According to the RBA, 60 per cent of major bank funding comes from domestic deposits, which, Mr Koukoulas points out, the banks pay above-cash-rate interest rates on.

Around 20 per cent comes from short-term debts, and another 10 per cent from long-term debts, with the remainder made up of equity and the securitisation of loans (which has rapidly decreased since the global financial crisis).

"The banks do a dreadful point of marketing this, but the cash rate doesn't provide the benchmark for their funding costs," he said.

"It's an important driver, but in a post-GFC world where they're relying on wholesale funding, term deposits and those sorts of things, the cash rate is less relevant than it was.

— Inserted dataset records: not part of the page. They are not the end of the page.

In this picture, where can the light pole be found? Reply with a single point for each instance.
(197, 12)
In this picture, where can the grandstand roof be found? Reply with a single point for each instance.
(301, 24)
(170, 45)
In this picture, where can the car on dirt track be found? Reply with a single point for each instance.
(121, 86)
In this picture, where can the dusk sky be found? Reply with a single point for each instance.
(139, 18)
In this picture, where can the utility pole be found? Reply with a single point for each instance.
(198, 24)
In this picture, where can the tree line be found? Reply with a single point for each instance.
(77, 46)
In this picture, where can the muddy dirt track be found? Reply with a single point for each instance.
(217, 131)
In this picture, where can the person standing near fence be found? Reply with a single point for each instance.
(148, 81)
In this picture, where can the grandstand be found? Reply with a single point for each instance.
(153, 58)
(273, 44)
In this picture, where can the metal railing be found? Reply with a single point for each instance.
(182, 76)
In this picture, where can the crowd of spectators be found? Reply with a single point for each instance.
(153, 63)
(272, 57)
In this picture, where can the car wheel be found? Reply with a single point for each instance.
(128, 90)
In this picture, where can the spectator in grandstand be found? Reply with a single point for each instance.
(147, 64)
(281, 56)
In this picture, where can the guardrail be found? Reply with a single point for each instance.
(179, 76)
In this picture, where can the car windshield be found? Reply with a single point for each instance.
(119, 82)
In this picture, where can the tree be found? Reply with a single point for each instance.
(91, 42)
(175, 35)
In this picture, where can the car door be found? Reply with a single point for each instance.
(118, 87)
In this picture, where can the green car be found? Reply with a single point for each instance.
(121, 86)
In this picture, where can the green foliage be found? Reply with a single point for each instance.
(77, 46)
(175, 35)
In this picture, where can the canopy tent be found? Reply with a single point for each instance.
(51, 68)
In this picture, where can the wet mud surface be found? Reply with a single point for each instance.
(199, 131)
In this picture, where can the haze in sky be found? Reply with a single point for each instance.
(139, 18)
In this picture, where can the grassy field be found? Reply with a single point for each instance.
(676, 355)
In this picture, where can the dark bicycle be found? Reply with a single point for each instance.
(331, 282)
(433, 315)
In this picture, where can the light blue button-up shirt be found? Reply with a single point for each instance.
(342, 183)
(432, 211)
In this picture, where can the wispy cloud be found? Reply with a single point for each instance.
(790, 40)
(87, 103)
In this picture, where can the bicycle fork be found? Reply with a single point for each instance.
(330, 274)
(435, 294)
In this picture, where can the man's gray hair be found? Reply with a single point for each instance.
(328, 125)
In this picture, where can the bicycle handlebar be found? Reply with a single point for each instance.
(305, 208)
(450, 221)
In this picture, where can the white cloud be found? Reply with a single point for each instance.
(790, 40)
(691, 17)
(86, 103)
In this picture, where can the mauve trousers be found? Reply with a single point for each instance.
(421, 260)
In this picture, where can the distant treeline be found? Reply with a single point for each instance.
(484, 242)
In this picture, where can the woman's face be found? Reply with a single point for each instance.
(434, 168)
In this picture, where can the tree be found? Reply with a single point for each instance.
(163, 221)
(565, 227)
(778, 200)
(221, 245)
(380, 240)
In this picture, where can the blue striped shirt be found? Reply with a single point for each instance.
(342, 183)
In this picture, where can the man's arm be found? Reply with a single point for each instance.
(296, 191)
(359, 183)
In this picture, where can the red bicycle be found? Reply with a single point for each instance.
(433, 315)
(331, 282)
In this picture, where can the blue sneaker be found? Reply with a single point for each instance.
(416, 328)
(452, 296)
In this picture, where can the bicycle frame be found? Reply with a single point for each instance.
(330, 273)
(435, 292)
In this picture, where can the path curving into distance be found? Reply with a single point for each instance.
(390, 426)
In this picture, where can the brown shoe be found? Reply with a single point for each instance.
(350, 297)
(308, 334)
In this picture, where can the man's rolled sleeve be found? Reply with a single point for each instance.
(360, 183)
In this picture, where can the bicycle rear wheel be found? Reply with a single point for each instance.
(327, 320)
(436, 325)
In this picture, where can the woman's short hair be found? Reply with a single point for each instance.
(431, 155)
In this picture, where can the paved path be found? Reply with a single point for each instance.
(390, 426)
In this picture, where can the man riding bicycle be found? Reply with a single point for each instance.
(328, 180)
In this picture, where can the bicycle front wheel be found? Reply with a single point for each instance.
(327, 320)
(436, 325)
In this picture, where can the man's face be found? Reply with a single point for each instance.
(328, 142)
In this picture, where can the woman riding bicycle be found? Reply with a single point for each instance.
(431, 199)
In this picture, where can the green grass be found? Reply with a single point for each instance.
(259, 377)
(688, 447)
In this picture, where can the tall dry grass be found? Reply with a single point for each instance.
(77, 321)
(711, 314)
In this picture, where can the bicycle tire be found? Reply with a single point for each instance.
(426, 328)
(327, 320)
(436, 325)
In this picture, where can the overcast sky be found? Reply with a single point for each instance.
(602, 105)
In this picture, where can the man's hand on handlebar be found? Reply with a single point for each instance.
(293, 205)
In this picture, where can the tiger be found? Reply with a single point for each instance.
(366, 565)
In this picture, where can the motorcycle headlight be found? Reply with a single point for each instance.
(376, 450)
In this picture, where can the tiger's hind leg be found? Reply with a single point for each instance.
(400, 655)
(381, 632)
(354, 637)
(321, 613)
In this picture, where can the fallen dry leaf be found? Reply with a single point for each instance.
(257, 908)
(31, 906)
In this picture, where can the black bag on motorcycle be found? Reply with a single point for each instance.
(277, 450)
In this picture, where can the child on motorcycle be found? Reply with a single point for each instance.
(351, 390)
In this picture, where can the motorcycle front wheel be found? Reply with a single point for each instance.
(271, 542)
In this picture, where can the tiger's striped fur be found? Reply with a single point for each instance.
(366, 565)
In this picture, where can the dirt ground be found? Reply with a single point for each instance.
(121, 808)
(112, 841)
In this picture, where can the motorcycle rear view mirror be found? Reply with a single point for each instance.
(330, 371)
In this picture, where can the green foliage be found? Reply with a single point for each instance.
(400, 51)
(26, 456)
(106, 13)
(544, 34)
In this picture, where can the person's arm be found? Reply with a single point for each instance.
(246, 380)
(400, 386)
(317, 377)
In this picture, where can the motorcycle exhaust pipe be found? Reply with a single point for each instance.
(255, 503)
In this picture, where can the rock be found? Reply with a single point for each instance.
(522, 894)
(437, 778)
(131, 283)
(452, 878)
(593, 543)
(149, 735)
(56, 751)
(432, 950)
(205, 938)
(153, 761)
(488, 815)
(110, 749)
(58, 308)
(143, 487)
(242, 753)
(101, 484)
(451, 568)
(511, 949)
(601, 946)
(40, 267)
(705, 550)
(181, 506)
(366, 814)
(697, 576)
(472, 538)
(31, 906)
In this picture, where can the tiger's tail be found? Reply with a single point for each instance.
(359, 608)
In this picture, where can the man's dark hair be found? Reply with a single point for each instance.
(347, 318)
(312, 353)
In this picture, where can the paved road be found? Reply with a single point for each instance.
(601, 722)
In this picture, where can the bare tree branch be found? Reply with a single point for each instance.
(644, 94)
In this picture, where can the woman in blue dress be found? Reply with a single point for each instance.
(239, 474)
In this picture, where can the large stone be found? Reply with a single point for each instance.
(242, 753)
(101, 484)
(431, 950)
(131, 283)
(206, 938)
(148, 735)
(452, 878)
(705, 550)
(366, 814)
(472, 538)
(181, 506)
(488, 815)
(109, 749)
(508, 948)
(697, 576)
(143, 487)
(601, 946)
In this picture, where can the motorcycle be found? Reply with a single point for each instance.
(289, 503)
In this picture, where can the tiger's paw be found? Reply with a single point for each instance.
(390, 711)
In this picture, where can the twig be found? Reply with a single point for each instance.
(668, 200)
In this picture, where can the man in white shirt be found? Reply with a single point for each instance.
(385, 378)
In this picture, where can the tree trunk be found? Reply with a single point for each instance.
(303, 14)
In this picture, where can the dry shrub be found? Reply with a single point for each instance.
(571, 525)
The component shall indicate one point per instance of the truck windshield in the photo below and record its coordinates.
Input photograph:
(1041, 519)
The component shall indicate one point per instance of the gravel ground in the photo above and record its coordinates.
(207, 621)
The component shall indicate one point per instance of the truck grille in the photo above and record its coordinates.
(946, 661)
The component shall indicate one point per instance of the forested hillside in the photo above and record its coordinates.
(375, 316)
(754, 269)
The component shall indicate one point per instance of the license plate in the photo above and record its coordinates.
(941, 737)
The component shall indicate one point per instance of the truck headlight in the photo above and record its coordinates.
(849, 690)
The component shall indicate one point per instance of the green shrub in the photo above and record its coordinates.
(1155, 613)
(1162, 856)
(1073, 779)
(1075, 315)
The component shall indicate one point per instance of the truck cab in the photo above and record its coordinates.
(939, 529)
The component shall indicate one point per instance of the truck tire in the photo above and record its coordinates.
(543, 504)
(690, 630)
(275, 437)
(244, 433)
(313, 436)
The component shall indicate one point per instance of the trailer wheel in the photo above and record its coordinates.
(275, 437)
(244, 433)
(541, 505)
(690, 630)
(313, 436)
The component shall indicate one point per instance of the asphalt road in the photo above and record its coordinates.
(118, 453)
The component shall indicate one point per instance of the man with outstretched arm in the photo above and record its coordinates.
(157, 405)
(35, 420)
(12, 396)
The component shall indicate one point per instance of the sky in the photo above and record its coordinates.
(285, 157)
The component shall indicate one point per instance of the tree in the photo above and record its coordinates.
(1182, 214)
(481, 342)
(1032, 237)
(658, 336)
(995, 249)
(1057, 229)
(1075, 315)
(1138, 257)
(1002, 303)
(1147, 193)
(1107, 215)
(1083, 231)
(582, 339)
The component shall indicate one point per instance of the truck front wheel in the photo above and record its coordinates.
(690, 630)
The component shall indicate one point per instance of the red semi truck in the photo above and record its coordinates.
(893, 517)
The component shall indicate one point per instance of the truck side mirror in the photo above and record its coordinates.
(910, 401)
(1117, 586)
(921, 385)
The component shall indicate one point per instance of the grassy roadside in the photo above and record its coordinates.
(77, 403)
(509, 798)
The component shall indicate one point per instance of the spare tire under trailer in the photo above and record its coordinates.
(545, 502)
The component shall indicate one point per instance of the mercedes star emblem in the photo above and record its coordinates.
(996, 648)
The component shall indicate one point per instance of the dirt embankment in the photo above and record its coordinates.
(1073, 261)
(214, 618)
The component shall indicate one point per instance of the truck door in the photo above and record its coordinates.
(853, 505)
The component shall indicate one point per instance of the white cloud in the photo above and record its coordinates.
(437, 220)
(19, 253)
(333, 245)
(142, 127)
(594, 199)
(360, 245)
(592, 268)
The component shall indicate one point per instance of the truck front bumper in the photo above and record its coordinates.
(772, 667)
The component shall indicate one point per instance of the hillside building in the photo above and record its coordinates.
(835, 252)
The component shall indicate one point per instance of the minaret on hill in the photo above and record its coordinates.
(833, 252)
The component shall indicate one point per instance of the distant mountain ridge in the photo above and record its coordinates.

"It's still important, but there are other things at play."

Outside the major banks, representatives of small lenders and mortgage brokers this week told the Financial Review they were grappling with the most volatile funding conditions since the GFC, despite the low cash rate.

The financial crisis also hit bank funding costs through a raft of global and local regulations aimed at ensuring bank stability, which have had the net effect of raising funding costs and requiring banks to keep more of their assets in low-interest, safe vehicles, such as cash and bonds, which offer far lower returns than could be had by lending that money out.